KamRon Perry, a junior who transferred to Whittier College from DeAnza College in Cupertino, CA has been running cross-country for almost half of his life.
“I had a lot of energy growing up and my mom threw me into cross country,” said Perry. “The people I’ve met through that sport, I just fell in love with.”
“It’s my tenth year running cross-country,” said Perry. When asked what he enjoys most about cross country, he revealed that he appreciates the sense of self-improvement he feels when he runs. “Getting better every time, reaching new goals, the camaraderie that comes with being on the team,” said Perry. “We can’t physically support each other, so it’s a lot of emotion involved.”
Perry’s passion for running is matched by his passion for helping others. “I’m also really passionate about helping people, which is why I’ve chosen to go into Psychology. It’s a really good field to figure out how to help people not only with mental illness, but also as a way of helping people get through life in general,” said Perry. “Psychology can help with all of that.”
When he’s not running with his teammates, Perry is working for Trumpet Behavioral Health, an organization that focuses on providing behavioral therapy for adults and children with autism. He has worked there for about a year now. “I mostly work with children. I have a talent for working with the littlest ones because they love it when I pick them up. But I normally work with autistic kids, usually the higher functioning ones because that’s my specialty, and I just sort of help them learn. I help them learn their shapes, how to talk, it’s not really a set thing we do for each kid. It’s more of a case-by-case kind of thing,” said Perry on the work that he does with Trumpet. “How can we help this kid live a normal life?

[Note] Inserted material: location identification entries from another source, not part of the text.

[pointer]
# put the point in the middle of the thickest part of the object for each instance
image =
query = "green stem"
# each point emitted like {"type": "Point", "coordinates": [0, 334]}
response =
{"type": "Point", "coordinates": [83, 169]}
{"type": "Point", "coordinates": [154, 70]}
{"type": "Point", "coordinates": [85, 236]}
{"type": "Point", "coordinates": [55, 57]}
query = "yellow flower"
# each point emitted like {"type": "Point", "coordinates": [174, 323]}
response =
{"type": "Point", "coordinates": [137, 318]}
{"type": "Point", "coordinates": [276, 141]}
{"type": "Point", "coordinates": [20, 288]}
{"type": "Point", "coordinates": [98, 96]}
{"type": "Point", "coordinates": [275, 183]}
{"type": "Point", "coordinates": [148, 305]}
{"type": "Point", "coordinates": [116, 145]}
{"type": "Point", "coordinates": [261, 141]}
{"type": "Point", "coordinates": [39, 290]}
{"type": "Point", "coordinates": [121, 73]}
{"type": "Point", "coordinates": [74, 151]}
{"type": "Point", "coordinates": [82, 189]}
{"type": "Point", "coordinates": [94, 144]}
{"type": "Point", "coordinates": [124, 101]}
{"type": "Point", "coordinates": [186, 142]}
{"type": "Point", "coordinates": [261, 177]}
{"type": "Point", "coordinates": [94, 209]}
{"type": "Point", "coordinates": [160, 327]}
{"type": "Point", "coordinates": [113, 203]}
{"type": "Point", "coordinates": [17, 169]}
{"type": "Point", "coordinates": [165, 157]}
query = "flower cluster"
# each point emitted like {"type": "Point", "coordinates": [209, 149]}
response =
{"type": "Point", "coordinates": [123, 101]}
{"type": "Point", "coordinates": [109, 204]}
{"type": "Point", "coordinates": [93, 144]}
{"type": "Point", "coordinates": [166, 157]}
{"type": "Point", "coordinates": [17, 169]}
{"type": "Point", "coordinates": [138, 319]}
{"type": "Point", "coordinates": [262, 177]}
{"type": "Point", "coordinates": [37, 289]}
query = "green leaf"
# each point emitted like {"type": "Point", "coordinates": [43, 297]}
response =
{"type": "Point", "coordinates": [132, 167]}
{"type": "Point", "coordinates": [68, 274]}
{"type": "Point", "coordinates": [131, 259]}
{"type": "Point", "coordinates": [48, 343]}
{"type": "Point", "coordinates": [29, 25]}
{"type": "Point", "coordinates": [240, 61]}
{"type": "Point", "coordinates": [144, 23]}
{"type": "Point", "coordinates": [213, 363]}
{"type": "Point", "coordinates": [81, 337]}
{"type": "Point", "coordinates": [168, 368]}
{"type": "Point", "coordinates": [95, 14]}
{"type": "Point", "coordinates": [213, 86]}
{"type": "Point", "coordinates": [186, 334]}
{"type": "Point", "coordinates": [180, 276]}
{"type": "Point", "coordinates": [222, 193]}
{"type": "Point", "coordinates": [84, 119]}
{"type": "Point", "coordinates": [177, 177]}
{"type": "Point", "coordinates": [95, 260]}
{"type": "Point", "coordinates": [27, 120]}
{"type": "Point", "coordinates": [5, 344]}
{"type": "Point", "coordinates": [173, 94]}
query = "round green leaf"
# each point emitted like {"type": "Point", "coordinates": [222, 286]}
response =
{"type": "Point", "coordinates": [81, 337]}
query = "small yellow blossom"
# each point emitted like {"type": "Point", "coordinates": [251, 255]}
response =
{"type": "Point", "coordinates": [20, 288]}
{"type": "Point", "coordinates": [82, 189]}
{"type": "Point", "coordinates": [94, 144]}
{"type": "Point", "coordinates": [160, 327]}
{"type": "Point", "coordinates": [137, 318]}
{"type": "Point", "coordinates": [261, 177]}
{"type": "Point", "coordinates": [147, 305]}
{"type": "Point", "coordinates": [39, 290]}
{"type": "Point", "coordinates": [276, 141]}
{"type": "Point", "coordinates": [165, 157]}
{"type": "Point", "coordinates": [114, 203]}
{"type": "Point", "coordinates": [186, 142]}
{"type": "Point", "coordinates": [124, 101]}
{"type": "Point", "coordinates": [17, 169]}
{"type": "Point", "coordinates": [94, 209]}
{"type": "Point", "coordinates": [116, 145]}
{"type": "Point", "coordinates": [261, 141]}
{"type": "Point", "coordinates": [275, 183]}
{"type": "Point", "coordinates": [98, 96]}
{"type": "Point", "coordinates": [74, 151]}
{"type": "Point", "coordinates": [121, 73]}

And we just go from there.”
Perry’s passion for his work does not go unnoticed and he feels that it is rewarding. “I feel a lot more fulfilled. I feel that I’m helping people a lot. I was on a case for a really long time with this kid, and when I met him he couldn’t speak at all. But after a couple months with me he was talking, he was saying please and not being as violent. When I left, his mother was really upset and said that I was the best therapist they’d had so far,” revealed Perry. “That really touched me, and I felt that I was doing something better for another person and their family.”
Since Perry is a transfer, he is still adjusting to Whittier, “[Whittier] is very intimate, I don’t have to commute anymore,” Perry said, in reference to his previous experience as a commuter at DeAnza College. “The professors are all wonderful and hilarious. I liked having a new start, a fresh start.”
Perry likes that Whittier is a small college, and he also appreciates the social life. “Everyone here is a character. It is great building relationships and talking to people,” reflected Perry. “Getting them to laugh, them making me laugh.”
Music is also an area where Perry shows strong interest. “One of my friends is trying to get me to join the Men’s A’capella Group,” said Perry, who has experience singing in Church and in a band for six years.
“I played the trumpet and baritone, the low brass section,” Perry said. His favorite instrument to play is the tuba. “It’s the bass. It’s the biggest part of the band. Everyone tunes off the tuba. Everybody listens for that bassline,” explained Perry. “Even the drum section listens for that.”
Perry is set to graduate in the spring of 2018. Along with the rest of the Men’s Cross Country Team, he will compete in the SCIAC Multi-Duals at La Mirada Regional Park this upcoming Saturday, Oct. 1.